# R.I.P Mice :(



## freekygeeky (May 25, 2007)

This morning i went to feed and water my mice.
i found many dead i guess last night was just far too cold


----------



## BlueRoses (Jun 21, 2007)

Oh that's very sad :-(


----------



## freekygeeky (May 25, 2007)

BlueRoses said:


> Oh that's very sad :-(




My two favs..

Mr mouse - brown white and ginger - he was my male who made me all the sheepys 









Mrs Blue and tan - she made me all my blues.. 

Mrs brown and tan - she was evil but beautiful










I have also lost some of my growing on mice i found 10 tails/parts, but could of been more..., including a STUNNING keeper, brown and white long hair, the only reason i wanted to keep her, was cos she looked like her dad but had long hair. now ive lost him and her 

i also lost about 4 more adults..pinkies, and fluffies in nests...

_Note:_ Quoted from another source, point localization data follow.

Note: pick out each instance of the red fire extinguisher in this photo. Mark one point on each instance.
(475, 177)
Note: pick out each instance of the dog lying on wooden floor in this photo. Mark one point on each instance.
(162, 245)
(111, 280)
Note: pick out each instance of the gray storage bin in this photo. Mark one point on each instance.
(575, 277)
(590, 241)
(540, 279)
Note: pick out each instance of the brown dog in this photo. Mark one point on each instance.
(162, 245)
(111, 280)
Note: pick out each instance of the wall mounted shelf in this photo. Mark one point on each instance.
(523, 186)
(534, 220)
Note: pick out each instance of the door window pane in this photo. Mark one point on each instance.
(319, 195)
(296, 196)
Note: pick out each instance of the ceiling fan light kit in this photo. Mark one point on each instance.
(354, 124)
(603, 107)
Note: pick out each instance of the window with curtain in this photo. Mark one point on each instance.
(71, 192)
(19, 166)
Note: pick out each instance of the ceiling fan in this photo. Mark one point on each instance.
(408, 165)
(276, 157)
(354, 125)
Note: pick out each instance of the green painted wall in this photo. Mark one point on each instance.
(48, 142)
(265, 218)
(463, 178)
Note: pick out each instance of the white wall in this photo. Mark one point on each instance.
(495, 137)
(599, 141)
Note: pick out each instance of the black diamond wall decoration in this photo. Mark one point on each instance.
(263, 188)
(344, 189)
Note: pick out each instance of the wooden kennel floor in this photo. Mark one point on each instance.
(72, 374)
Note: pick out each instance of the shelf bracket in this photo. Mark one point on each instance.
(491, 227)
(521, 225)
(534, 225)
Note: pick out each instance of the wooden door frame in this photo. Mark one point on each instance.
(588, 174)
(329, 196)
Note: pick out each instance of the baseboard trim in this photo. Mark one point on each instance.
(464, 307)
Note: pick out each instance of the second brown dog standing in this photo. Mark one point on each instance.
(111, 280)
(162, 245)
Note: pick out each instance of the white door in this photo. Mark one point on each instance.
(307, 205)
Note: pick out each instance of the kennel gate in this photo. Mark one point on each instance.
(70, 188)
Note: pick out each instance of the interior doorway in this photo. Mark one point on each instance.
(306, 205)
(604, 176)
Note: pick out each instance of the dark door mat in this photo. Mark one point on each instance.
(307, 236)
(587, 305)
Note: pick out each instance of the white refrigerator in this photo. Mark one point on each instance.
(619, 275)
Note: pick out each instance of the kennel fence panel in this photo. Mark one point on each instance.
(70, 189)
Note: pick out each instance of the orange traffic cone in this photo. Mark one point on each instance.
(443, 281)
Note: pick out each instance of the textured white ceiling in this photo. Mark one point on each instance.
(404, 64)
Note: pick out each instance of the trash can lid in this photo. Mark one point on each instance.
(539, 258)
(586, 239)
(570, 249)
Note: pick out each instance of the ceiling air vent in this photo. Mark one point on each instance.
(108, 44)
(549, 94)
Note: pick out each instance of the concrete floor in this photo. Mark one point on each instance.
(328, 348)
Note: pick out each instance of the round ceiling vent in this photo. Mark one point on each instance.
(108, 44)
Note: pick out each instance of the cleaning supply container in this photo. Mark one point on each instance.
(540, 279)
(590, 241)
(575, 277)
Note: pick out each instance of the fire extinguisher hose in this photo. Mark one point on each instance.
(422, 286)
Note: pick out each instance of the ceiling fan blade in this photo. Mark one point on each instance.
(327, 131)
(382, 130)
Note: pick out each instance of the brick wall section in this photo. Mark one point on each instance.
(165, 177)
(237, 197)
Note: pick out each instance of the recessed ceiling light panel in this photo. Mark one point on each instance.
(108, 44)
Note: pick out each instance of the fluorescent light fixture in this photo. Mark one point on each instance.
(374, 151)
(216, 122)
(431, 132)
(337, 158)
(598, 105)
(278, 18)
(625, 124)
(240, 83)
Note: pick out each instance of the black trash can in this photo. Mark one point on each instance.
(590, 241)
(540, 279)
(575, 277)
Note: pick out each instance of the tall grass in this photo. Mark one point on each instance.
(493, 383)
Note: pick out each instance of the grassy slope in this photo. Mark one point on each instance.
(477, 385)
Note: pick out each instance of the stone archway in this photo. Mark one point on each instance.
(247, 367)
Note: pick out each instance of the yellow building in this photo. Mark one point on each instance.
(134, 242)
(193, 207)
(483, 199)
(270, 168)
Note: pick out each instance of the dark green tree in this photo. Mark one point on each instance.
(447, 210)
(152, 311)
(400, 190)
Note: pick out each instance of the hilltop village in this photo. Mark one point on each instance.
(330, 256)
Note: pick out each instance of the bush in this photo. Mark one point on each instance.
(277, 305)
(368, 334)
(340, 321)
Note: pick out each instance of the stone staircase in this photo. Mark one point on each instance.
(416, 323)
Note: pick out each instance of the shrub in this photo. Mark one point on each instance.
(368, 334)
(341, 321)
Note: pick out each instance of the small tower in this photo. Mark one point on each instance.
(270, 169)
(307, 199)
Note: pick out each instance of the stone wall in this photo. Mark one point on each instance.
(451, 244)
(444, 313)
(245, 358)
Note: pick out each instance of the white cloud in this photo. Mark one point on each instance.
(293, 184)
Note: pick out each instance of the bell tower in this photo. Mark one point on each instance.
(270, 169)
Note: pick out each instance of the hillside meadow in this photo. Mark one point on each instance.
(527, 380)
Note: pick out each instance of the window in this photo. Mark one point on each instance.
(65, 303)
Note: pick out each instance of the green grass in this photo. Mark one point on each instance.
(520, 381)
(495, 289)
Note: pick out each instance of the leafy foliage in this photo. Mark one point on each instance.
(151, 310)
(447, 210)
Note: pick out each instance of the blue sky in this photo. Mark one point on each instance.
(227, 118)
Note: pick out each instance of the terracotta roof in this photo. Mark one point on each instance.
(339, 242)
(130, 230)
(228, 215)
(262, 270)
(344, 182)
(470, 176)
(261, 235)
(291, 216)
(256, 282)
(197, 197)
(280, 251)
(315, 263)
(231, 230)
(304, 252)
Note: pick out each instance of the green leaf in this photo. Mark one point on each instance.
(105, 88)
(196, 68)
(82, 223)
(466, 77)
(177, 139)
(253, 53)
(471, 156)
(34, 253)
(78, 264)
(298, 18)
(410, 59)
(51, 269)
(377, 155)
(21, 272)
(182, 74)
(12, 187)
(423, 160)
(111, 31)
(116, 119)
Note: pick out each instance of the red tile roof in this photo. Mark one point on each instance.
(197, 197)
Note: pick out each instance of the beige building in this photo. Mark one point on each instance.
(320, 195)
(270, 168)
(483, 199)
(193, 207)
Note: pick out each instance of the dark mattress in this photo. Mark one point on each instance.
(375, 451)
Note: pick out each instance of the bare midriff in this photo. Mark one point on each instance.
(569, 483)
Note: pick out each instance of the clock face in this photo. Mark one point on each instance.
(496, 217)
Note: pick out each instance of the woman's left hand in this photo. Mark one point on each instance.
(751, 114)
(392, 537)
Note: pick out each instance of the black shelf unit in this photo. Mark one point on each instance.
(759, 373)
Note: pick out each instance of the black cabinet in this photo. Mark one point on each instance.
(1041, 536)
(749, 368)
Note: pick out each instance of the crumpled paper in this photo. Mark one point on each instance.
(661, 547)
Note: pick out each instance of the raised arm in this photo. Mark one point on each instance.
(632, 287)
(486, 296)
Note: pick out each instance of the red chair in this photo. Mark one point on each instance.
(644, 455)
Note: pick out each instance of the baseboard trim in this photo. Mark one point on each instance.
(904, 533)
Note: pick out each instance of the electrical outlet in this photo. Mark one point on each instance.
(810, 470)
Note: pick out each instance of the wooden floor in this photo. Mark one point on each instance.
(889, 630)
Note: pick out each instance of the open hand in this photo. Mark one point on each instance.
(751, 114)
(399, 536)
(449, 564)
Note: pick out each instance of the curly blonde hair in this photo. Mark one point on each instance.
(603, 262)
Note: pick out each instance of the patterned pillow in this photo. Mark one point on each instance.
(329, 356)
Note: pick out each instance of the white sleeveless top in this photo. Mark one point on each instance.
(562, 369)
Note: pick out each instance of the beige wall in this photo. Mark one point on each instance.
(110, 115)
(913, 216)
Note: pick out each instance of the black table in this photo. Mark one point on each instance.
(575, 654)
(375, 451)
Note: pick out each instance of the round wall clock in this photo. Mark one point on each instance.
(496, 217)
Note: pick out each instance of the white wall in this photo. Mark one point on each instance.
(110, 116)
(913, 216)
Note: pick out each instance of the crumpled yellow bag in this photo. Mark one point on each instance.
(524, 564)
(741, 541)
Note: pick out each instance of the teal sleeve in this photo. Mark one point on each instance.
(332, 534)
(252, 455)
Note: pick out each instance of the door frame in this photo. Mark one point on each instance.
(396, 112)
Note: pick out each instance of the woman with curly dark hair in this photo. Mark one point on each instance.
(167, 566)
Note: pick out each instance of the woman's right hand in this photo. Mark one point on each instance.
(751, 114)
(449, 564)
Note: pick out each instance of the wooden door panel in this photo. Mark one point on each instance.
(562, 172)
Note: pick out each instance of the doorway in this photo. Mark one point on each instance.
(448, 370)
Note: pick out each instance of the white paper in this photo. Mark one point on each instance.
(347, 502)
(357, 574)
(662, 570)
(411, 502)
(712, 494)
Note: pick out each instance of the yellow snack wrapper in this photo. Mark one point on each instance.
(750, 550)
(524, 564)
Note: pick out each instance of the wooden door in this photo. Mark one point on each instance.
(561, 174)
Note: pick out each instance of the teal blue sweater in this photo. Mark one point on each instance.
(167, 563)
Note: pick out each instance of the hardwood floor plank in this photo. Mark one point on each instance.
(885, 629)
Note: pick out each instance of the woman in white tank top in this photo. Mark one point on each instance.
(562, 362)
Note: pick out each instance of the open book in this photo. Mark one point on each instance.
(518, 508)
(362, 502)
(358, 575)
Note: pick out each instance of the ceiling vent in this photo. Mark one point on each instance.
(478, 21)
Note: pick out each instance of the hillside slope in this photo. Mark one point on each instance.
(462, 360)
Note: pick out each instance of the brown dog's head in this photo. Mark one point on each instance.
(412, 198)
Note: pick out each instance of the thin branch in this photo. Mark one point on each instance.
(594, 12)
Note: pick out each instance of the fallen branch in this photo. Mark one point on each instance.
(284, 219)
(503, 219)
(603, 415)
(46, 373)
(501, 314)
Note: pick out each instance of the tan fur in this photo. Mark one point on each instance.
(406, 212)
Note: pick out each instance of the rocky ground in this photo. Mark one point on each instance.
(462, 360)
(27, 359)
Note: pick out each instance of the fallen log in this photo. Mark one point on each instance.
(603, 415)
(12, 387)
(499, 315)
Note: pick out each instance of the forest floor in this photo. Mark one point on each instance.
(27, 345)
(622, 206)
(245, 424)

the biggest loss was to those who were in glass tanks.. .these WILL be going when i get the chance...


----------



## xXFooFooLaFluffXx (Aug 4, 2007)

are they kept in your house gina?

rip lil mice


----------



## SnakeBreeder (Mar 11, 2007)

Yep I have to gve my mice and rats extra substate / bedding this time of year.
I was heating then with an electric fan heat but it worked out at £30 a week ! :devil:
Did any of your mice survive ?


----------



## [email protected] (Oct 22, 2008)

sorry for ur loss:sad: R.I.P adorable mice


----------



## freekygeeky (May 25, 2007)

xXFooFooLaFluffXx said:


> are they kept in your house gina?
> 
> rip lil mice


nop i moved them out a little while back in to an insultaed shed that i did



SnakeBreeder said:


> Yep I have to gve my mice and rats extra substate / bedding this time of year.
> I was heating then with an electric fan heat but it worked out at £30 a week ! :devil:
> Did any of your mice survive ?


mine had lots more bedding trust me loadsss...
some mice did survive yea, just most died in glass tanks.. they forsen up... and then melted in to the substrate, then frosen again



[email protected] said:


> sorry for ur loss:sad: R.I.P adorable mice


thankyou


----------